Study Shows a “Singapore Math” Curriculum Can Improve Student Problem Solving Skills
April 1, 2013
A study of HMH Math in Focus (MIF) released today by research firm Empirical Education Inc. demonstrates a positive impact of the curriculum on Clark County School District elementary students’ math problem solving skills. The 2011–2012 study was contracted by the publisher, which left the design, conduct, and reporting to Empirical. MIF provides elementary math instruction based on the pedagogical approach used in Singapore. The MIF approach to instruction is designed to support conceptual understanding, and is said to be closely aligned with the Common Core State Standards (CCSS), which focuses more on in-depth learning than previous math standards.
Empirical found an increase in math problem solving among students taught with HMH Math in Focus compared to their peers. The Clark County School District teachers also reported an increase in their students’ conceptual understanding, as well as an increase in student confidence and engagement while explaining and solving math problems. The study addressed the difference between the CCSS-oriented MIF and the existing Nevada math standards and content. While MIF students performed comparatively better on complex problem solving skills, researchers found that students in the MIF group performed no better than the students in the control group on the measure of math procedures and computation skills. There was also no significant difference between the groups on the state CRT assessment, which has not fully shifted over to the CCSS.
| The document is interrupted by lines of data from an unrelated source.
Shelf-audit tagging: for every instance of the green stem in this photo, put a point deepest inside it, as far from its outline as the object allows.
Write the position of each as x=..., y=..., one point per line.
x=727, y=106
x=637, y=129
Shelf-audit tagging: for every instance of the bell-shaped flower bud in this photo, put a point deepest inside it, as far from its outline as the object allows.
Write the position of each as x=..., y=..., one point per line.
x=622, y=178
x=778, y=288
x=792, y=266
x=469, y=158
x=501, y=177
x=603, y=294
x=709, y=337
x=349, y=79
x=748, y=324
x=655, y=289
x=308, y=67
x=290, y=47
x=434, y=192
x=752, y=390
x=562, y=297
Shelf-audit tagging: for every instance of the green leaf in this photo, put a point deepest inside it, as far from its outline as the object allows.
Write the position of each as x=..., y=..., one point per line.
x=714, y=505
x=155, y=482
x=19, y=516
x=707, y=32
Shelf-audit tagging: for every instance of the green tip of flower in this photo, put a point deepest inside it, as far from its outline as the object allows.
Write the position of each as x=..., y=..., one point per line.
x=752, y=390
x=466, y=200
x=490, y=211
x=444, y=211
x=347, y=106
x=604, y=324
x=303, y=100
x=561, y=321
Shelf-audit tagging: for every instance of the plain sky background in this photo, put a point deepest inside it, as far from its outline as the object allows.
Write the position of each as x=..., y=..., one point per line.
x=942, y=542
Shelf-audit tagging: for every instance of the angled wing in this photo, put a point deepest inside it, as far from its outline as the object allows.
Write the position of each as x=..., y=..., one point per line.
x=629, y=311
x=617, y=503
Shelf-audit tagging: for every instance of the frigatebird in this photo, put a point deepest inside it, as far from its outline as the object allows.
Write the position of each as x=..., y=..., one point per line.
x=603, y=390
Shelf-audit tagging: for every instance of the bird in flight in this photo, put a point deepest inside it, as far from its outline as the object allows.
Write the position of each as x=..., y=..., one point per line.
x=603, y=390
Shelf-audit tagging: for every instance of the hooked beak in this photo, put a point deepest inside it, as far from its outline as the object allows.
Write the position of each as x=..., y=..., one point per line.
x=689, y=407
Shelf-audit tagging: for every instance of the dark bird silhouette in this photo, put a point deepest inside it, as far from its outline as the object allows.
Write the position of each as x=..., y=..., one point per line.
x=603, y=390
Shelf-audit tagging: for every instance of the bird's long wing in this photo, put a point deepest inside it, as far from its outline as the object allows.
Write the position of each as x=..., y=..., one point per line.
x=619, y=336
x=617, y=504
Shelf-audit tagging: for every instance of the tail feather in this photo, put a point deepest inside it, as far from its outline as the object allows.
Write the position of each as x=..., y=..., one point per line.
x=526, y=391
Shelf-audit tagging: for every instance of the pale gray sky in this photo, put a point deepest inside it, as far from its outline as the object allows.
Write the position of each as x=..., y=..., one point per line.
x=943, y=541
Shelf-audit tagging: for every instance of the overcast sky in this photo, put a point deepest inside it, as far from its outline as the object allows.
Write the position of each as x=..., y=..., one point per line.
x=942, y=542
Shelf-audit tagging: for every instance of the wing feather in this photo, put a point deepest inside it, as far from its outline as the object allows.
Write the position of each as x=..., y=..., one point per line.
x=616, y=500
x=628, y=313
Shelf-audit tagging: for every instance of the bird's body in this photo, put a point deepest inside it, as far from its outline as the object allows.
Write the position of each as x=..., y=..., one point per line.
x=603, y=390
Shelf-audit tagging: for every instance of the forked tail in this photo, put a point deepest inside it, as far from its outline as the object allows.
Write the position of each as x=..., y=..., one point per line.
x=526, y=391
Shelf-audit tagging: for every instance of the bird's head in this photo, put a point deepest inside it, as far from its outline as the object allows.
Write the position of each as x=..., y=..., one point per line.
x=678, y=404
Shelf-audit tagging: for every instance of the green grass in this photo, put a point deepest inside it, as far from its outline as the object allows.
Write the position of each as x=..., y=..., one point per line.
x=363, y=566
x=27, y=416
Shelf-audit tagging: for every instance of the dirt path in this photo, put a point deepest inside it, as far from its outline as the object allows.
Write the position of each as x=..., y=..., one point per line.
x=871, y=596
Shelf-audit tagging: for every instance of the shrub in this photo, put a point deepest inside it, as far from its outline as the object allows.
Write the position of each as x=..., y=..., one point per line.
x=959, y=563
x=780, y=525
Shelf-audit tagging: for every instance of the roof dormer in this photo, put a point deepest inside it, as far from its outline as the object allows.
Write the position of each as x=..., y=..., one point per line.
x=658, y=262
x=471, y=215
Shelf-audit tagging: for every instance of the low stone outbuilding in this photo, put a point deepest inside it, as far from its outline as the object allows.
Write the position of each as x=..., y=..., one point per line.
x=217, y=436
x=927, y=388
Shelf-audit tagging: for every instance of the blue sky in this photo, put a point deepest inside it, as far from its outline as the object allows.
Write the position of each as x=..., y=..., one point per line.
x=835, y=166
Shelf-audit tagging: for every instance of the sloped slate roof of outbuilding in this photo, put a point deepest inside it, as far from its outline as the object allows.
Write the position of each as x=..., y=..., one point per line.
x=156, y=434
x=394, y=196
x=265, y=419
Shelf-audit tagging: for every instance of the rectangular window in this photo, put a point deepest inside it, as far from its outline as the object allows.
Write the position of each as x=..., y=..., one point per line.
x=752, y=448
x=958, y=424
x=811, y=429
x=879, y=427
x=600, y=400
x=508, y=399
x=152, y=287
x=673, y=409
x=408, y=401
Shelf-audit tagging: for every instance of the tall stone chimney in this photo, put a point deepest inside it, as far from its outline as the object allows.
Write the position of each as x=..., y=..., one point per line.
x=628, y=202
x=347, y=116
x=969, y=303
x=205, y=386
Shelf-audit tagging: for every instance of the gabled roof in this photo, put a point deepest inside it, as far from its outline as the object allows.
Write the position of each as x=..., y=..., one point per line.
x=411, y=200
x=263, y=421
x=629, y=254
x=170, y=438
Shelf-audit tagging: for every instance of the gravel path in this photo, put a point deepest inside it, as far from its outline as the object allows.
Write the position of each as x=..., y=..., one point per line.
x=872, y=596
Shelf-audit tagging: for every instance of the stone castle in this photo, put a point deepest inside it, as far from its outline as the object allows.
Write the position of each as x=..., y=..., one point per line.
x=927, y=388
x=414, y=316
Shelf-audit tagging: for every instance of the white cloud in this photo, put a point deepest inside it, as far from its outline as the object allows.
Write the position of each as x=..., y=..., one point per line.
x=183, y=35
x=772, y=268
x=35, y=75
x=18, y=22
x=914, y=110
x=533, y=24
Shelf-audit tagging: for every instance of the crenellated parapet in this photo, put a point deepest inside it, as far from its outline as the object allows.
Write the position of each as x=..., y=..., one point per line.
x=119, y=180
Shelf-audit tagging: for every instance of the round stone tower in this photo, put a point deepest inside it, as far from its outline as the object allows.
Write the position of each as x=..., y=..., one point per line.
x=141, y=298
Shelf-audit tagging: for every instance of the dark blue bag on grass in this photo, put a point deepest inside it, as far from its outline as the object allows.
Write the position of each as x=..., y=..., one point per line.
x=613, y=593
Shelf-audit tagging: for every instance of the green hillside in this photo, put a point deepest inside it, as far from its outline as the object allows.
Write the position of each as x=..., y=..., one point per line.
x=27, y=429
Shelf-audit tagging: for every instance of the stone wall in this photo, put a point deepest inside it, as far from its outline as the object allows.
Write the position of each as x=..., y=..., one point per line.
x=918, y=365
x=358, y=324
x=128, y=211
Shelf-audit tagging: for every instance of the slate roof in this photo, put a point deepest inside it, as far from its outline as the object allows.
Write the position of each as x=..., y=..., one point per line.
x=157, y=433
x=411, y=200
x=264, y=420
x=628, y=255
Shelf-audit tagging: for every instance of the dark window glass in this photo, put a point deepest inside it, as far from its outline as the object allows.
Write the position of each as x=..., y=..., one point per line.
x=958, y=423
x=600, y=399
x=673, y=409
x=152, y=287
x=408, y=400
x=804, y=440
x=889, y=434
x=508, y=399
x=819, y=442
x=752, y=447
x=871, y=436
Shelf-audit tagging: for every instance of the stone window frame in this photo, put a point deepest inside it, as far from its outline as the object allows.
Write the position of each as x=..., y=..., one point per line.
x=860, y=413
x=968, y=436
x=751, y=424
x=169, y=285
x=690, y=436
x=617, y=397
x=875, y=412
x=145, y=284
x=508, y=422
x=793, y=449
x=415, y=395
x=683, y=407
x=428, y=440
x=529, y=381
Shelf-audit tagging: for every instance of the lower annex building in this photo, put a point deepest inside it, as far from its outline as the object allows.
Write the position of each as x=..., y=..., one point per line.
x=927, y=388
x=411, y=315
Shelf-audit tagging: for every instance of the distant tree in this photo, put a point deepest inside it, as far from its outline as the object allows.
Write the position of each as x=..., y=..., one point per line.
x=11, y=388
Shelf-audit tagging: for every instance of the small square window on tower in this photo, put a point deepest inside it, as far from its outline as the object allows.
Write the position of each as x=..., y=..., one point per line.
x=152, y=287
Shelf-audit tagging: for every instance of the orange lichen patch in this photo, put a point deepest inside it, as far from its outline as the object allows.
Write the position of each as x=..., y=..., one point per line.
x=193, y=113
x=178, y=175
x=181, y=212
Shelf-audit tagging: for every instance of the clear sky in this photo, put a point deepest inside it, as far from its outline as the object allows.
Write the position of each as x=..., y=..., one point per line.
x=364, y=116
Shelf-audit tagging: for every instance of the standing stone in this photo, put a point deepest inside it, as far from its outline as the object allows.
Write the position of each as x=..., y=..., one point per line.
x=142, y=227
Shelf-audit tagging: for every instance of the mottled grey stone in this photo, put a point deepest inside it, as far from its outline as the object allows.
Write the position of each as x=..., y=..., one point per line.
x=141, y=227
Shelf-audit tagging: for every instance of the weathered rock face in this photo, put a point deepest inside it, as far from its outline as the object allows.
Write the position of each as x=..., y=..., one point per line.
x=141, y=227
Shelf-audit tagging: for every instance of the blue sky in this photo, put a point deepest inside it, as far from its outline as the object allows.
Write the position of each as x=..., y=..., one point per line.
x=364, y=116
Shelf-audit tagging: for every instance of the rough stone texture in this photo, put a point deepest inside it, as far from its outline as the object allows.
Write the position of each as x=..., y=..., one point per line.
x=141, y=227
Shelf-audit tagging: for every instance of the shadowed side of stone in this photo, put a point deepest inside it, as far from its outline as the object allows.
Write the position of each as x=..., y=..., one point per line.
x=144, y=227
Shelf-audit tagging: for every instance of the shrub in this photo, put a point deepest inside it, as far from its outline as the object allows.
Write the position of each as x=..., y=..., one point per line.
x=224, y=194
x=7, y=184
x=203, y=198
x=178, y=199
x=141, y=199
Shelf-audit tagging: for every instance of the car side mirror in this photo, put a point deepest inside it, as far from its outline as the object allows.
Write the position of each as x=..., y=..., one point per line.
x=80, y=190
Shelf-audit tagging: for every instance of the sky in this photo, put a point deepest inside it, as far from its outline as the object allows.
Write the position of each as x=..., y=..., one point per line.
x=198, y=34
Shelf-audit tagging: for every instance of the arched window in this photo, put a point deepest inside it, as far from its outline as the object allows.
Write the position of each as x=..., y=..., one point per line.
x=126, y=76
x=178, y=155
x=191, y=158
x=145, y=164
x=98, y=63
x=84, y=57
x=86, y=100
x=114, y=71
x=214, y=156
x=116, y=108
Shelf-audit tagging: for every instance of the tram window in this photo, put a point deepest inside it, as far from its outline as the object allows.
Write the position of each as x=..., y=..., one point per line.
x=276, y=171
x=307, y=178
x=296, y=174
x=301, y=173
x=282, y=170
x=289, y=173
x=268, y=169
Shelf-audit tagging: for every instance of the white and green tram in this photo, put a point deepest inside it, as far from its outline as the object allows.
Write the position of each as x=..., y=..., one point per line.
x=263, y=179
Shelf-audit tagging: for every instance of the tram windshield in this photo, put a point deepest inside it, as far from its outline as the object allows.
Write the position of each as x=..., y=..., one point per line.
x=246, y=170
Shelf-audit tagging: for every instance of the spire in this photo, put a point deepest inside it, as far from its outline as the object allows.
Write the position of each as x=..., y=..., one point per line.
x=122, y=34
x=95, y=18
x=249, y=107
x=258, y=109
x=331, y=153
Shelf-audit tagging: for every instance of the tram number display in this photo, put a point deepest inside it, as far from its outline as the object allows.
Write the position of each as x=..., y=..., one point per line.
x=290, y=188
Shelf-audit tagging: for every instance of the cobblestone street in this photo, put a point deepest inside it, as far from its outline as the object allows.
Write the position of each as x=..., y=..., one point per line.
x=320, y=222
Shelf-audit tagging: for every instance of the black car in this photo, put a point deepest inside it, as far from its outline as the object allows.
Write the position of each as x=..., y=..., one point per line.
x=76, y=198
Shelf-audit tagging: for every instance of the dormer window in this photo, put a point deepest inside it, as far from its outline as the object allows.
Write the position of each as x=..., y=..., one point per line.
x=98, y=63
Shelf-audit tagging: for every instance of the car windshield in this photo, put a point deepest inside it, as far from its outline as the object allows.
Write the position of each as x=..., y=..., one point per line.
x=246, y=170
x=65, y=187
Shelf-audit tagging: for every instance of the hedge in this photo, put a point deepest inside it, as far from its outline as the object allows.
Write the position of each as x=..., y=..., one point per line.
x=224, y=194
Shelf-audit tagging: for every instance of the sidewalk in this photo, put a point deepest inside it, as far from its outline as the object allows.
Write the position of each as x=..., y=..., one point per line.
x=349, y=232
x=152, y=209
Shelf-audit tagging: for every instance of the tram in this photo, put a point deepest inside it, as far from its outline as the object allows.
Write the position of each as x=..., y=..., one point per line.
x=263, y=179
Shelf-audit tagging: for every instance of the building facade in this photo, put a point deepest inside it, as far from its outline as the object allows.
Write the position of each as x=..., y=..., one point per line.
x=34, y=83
The research used a group randomized control trial to examine the performance of students in grades 3-5 during the 2011-2012 school year. Each grade-level team was randomly assigned to either the treatment group that used MIF or the control group that used the conventional math curriculum. Researchers used three different assessments to capture math achievement contrasting procedural and problem solving skills. Additionally, the research design employed teacher survey data to conduct mediator analyses (correlations between percentage of math standards covered and student math achievement) and assess fidelity of classroom implementation.